0
votes

My application currently instantiates and starts a default scheduler during application startup using:

@Override
public void contextInitialized(ServletContextEvent arg0) {
    try {   
        Scheduler scheduler = StdSchedulerFactory.getDefaultScheduler();
        scheduler.start();
    } catch (SchedulerException e) {
        // TODO Auto-generated catch block
        e.printStackTrace();
    }
}

This logic runs on a cloud machine as well as on local development machines, and quartz.properties is currently set to non-clustering mode. The application is also using JDBC Job Store.

I'm concerned about having one scheduler instance for each machine- please give me recommendations on how to manage Quartz Scheduler on multiple machines. Does this use case require clustering?

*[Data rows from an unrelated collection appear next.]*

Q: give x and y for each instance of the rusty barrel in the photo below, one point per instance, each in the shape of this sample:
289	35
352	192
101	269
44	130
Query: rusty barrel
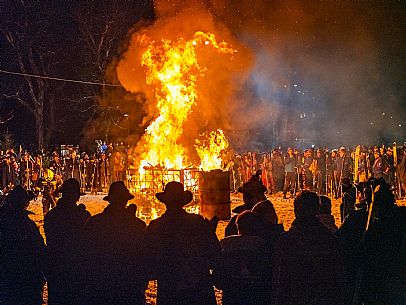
214	194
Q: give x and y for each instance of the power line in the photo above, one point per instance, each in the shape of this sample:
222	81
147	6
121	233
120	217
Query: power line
59	79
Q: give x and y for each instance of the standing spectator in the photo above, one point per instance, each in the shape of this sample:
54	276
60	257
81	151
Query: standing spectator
324	214
63	227
244	270
272	231
253	191
289	161
384	249
184	248
278	169
114	253
22	252
309	262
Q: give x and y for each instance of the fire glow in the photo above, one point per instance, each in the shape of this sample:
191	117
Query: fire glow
173	69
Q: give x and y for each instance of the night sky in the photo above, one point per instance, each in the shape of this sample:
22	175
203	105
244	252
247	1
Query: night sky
328	73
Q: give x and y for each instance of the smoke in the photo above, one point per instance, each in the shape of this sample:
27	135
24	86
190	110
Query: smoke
307	72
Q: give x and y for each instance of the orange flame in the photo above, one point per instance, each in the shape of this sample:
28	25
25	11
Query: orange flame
210	148
172	67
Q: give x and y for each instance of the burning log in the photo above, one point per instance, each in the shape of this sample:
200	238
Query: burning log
214	194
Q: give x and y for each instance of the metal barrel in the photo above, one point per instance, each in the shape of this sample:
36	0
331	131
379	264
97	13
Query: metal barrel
214	194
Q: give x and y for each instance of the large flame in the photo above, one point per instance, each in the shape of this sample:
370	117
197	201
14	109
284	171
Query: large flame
209	149
172	67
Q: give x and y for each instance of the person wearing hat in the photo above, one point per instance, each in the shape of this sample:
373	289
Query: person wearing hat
114	253
184	248
308	260
343	168
253	191
22	252
63	226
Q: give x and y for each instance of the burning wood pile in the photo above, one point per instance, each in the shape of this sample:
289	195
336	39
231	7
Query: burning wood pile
168	150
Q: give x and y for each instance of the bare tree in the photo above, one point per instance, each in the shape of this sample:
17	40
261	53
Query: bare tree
24	33
103	28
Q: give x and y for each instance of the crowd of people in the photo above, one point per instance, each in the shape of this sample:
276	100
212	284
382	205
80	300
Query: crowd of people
290	171
109	258
320	170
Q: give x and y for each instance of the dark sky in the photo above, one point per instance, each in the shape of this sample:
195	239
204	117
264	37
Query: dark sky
348	60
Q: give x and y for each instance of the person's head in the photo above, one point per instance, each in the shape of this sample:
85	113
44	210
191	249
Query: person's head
118	194
379	191
248	223
174	196
325	205
132	209
266	211
306	205
18	198
252	192
70	190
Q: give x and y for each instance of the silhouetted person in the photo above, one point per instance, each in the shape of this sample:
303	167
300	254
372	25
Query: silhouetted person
271	231
114	253
349	195
309	266
63	227
22	252
244	270
324	214
183	249
253	191
384	249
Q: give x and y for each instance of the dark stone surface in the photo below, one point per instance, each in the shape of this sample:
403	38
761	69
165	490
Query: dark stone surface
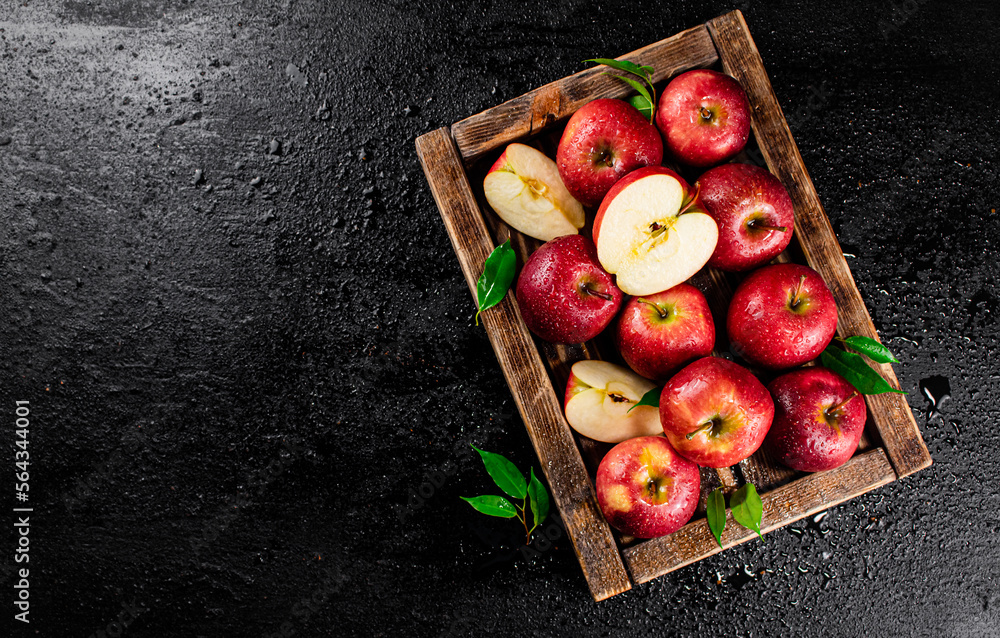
243	356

I scheduled a test trigger to run every minute. While there haven't been duplicate job executions, I've noticed a few missed firings that were never counted as misfires.

1
can you elaborate your use case? Its not very clear from what you are describing. Does your use case need multiple instances to share the load by forming a cluster or you are just looking for persistence support? Do each of your node manage their own workload? - Srinivas
@Srinivas after playing around with different configurations, I've found a setup that works for the app. I'll write more about it in an answer below. - plsplox

1 Answers

0
votes

I played around with the configuration and settings, and found a setup that works for my application. The app servers serve web resources from a cluster configuration; my mistake was starting a non-clustered scheduler instance in each app server.

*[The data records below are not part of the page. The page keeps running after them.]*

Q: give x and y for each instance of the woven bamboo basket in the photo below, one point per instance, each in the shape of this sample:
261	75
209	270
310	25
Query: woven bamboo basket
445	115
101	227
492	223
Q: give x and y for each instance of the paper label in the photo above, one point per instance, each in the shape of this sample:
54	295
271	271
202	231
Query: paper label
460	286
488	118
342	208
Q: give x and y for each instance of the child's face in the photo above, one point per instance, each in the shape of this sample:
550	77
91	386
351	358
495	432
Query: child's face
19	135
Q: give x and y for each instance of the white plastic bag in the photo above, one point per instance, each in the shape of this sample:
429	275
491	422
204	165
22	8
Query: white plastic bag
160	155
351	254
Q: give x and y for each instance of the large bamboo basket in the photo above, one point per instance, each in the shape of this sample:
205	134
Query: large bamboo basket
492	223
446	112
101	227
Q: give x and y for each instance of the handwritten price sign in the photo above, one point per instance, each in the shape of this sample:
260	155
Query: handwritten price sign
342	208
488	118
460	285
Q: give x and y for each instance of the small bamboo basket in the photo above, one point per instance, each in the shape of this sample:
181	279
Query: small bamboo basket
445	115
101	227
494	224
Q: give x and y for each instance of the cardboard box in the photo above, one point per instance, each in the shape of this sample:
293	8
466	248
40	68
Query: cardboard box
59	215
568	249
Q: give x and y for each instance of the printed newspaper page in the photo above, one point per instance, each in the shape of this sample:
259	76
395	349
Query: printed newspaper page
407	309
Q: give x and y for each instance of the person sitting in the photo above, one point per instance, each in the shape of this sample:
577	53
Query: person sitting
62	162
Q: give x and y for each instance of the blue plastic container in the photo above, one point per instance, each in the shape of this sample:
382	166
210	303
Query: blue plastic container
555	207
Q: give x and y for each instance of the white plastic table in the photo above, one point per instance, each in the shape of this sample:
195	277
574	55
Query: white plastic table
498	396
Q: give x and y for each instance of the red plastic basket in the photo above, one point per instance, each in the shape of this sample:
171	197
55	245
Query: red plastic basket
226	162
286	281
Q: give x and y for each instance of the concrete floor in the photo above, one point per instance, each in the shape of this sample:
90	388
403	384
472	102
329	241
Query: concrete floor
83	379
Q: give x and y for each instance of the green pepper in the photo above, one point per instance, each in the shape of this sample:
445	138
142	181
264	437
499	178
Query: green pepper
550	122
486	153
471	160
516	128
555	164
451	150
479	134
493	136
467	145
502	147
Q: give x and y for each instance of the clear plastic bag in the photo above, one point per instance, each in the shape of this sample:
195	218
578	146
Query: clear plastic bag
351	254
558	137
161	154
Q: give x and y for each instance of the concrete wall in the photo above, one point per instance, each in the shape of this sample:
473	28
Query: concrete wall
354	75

At the moment, I don't think this application needs multiple machines are needed to handle scheduled jobs just yet. Also, I haven't figured out how to synchronize system times on our cloud servers, which is a requirement for Quartz's clustering feature.

I ended up dedicating a single non-clustered machine that starts one scheduler instance. This configuration works as expected, and the odd bugs have disappeared (unacknowledged misfires, etc.).